ZURICH (Reuters) - UBS AG may sell all or part of its hedge funds unit in a management buyout, a newspaper said on Tuesday, in what would be a new step by Switzerland’s largest bank to raise cash and reduce its risk profile.
Citing unnamed financial sources, the Neue Zuercher Zeitung said a management buyout offer for Alternative & Quantitative Investments, or parts of it, was on the table. Analysts say UBS could reap about $850 million from the sale.
The expected sale follows comments by new UBS Chief Executive Oswald Gruebel last week that the world’s largest wealth manager was conducting a thorough review of its businesses before deciding which ones to exit. A company spokeswoman said UBS declined to comment.

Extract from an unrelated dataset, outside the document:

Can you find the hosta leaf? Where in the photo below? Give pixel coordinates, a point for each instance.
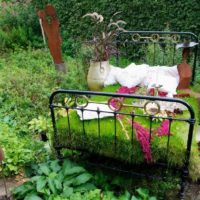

The report came a day after UBS, one of the European banks hit hardest by the credit crisis, said it was selling Brazil’s Banco Pactual for about $2.5 billion to former management as part of Gruebel’s radical restructuring plan.
“A&Q ticks the box in terms of size, but you need someone with the cash ready to buy,” said ZKB analyst Anreas Venditti, adding a sale price equal to around 2 percent of assets under management would lead to a deal worth around 1 billion Swiss francs ($854.7 million), if it went through.
A&Q had more than $39 billion in assets under management as of January 1, 2009, and employs about 350 people worldwide.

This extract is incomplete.